Faith Digest: Bible tops America’s bookshelf

The Bible is the favorite book of all time for American adults, regardless of demographic group, according to a new 2008 Harris Interactive Poll. Researchers said it’s rare to find such consensus among Americans, regardless of gender, education level, geographic location, race, ethnicity or age. Yet, more than 2,500 Americans who responded to an online poll agreed the Bible is their No. 1 favorite book. The poll also found political affiliation did not affect reading preference. Republicans, Democrats and Independents alike agreed on the Bible and Margaret Mitchell’s Gone With the Wind as their top two favorite books. Other top five choices were Lord of the Rings by J.R.R. Tolkien, the Harry Potter series by J.K. Rowling and The Stand by Stephen King. Rounding out the top ten were The Da Vinci Code by Dan Brown, To Kill a Mockingbird by Harper Lee, Angels and Demons by Dan Brown, Atlas Shrugged by Ayn Rand and Catcher in the Rye by J.D. Salinger.

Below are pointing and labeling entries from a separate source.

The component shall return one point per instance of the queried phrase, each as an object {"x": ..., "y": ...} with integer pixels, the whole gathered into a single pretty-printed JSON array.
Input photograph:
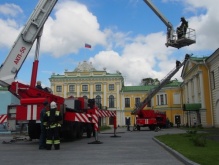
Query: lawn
[{"x": 207, "y": 154}]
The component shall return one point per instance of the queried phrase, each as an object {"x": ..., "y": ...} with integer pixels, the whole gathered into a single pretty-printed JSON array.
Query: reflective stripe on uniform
[
  {"x": 56, "y": 141},
  {"x": 48, "y": 141}
]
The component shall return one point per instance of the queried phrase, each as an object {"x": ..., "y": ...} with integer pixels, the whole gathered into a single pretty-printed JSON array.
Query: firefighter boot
[
  {"x": 57, "y": 146},
  {"x": 48, "y": 146}
]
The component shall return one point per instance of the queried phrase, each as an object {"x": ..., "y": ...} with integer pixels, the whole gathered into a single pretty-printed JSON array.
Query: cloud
[
  {"x": 205, "y": 24},
  {"x": 136, "y": 56},
  {"x": 9, "y": 30},
  {"x": 10, "y": 10},
  {"x": 70, "y": 29},
  {"x": 140, "y": 59}
]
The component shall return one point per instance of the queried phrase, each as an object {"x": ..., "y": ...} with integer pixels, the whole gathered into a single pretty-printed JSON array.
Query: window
[
  {"x": 59, "y": 88},
  {"x": 212, "y": 80},
  {"x": 98, "y": 87},
  {"x": 127, "y": 102},
  {"x": 84, "y": 87},
  {"x": 162, "y": 99},
  {"x": 71, "y": 88},
  {"x": 111, "y": 87},
  {"x": 111, "y": 101},
  {"x": 176, "y": 98},
  {"x": 98, "y": 100},
  {"x": 137, "y": 100}
]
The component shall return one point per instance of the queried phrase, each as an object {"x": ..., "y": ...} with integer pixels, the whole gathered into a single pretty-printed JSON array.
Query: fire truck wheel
[
  {"x": 89, "y": 130},
  {"x": 79, "y": 130},
  {"x": 34, "y": 130}
]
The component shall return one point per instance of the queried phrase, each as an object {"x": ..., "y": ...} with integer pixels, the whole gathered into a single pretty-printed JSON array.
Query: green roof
[
  {"x": 192, "y": 107},
  {"x": 173, "y": 83},
  {"x": 137, "y": 88},
  {"x": 198, "y": 59}
]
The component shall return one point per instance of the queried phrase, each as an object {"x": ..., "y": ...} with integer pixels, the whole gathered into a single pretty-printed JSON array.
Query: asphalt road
[{"x": 128, "y": 148}]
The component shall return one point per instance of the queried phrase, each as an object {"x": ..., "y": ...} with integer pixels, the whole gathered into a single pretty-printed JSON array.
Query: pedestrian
[
  {"x": 52, "y": 120},
  {"x": 42, "y": 143},
  {"x": 181, "y": 30}
]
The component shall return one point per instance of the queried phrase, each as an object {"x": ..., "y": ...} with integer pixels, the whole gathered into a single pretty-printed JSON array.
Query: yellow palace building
[{"x": 194, "y": 99}]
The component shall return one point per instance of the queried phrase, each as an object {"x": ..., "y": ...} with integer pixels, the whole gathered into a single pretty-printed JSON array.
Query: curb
[{"x": 179, "y": 156}]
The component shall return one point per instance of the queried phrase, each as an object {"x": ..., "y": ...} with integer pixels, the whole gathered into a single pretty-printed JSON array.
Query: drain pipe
[{"x": 209, "y": 82}]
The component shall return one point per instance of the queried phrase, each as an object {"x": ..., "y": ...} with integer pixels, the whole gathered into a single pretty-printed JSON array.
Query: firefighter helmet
[{"x": 53, "y": 105}]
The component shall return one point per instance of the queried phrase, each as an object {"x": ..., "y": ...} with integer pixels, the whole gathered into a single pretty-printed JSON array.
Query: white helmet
[{"x": 53, "y": 105}]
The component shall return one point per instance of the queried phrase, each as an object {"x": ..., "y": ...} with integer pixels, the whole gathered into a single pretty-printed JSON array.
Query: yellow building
[
  {"x": 130, "y": 96},
  {"x": 86, "y": 81},
  {"x": 168, "y": 100},
  {"x": 196, "y": 92},
  {"x": 213, "y": 70}
]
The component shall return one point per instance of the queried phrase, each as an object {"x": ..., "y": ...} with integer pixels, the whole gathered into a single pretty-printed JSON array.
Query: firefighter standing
[
  {"x": 52, "y": 122},
  {"x": 181, "y": 30}
]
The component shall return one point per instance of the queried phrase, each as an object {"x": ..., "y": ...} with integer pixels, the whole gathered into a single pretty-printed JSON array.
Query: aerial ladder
[
  {"x": 32, "y": 31},
  {"x": 79, "y": 115},
  {"x": 163, "y": 82},
  {"x": 172, "y": 40}
]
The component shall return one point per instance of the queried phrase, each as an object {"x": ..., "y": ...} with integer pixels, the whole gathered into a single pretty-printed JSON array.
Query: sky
[{"x": 125, "y": 36}]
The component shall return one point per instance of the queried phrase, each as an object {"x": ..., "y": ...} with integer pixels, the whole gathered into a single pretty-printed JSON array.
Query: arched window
[
  {"x": 98, "y": 101},
  {"x": 111, "y": 101}
]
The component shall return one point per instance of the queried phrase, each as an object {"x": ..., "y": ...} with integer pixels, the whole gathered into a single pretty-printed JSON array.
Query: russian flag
[{"x": 87, "y": 45}]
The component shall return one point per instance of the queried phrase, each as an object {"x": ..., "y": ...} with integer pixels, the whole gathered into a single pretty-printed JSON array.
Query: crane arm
[
  {"x": 31, "y": 31},
  {"x": 163, "y": 82},
  {"x": 158, "y": 13}
]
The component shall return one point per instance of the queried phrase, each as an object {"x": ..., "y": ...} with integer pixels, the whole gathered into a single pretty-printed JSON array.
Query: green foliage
[
  {"x": 191, "y": 132},
  {"x": 199, "y": 140},
  {"x": 184, "y": 144}
]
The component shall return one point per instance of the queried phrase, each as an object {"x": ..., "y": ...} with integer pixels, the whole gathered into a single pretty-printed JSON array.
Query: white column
[
  {"x": 186, "y": 93},
  {"x": 195, "y": 89},
  {"x": 190, "y": 91},
  {"x": 91, "y": 90},
  {"x": 202, "y": 90},
  {"x": 65, "y": 90},
  {"x": 78, "y": 89},
  {"x": 104, "y": 94},
  {"x": 53, "y": 87}
]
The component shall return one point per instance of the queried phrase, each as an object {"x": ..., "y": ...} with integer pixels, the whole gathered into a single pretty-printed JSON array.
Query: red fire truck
[{"x": 79, "y": 114}]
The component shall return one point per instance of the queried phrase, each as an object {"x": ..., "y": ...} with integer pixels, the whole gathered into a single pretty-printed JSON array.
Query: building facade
[
  {"x": 86, "y": 81},
  {"x": 213, "y": 70},
  {"x": 196, "y": 92},
  {"x": 168, "y": 99}
]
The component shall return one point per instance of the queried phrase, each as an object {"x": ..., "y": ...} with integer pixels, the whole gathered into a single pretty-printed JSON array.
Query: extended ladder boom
[
  {"x": 31, "y": 31},
  {"x": 172, "y": 39},
  {"x": 157, "y": 12},
  {"x": 163, "y": 82}
]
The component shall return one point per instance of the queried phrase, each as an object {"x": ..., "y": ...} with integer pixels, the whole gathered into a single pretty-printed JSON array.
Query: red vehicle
[
  {"x": 151, "y": 119},
  {"x": 79, "y": 114}
]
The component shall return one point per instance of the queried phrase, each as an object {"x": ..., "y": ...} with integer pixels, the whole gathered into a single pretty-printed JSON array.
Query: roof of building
[
  {"x": 172, "y": 83},
  {"x": 84, "y": 67}
]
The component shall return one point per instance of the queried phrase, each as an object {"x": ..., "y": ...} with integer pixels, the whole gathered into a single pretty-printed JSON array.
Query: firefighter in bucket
[{"x": 52, "y": 120}]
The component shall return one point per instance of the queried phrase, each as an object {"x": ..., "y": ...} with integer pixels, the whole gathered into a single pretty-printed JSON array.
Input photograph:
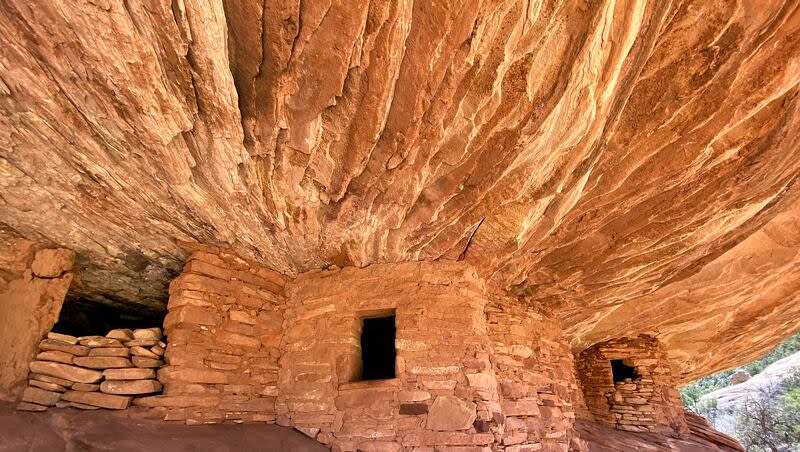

Former bishop elected Paraguay president. A former Roman Catholic bishop was elected president of Paraguay after being criticized by his church for running for the office. Fernando Lugo, 56, defeated the Colorado Party, which had reigned in the country 62 years. The Vatican opposes clergy members holding political office and had demanded that Lugo halt his political pursuits. Lugo said he resigned from the church and no longer must follow its laws. His five-year term begins Aug. 15.

Judge torches pot smoker’s religious claim. Robert George Henry told a Pennsylvania judge smoking marijuana is vital to his efforts to connect with God. But 10 seconds after Henry finished testifying, Judge Edgar B. Bayley dismissed a motion Henry filed seeking to avoid prosecution on drunken driving and drug possession charges on religious grounds, claiming the U.S. Constitution’s protection of the free exercise of religion includes drug use. Henry joined the Hawaii Cannabis Ministry, which promotes marijuana use for religious enlightenment, and was ordained as a minister of the Universal Life Church after his arrest. He argued that if children can drink wine during Holy Communion, he should be able to smoke pot in his search for God.

National observance includes fly-over prayers. On the National Day of Prayer, petitions to God will be made from the ground and from the air. Plans for the annual observance, on May 1, include private pilots who intend to fly and pray over all 50 state capitols. Tens of thousands of events, organized through a Colorado-based task force, will be held in churches, on courthouse steps and in parks. Organizers range from military members to teenagers. For the first time, the event will be marked at a memorial chapel in Shanksville, Pa., which commemorates the 9/11 crash site of United Flight 93. Christian scholar Ravi Zacharias is the 2008 honorary chairman. He will address observances on Capitol Hill and at the Pentagon. The National Day of Prayer was established by Congress in 1952 and is observed on the first Thursday of May.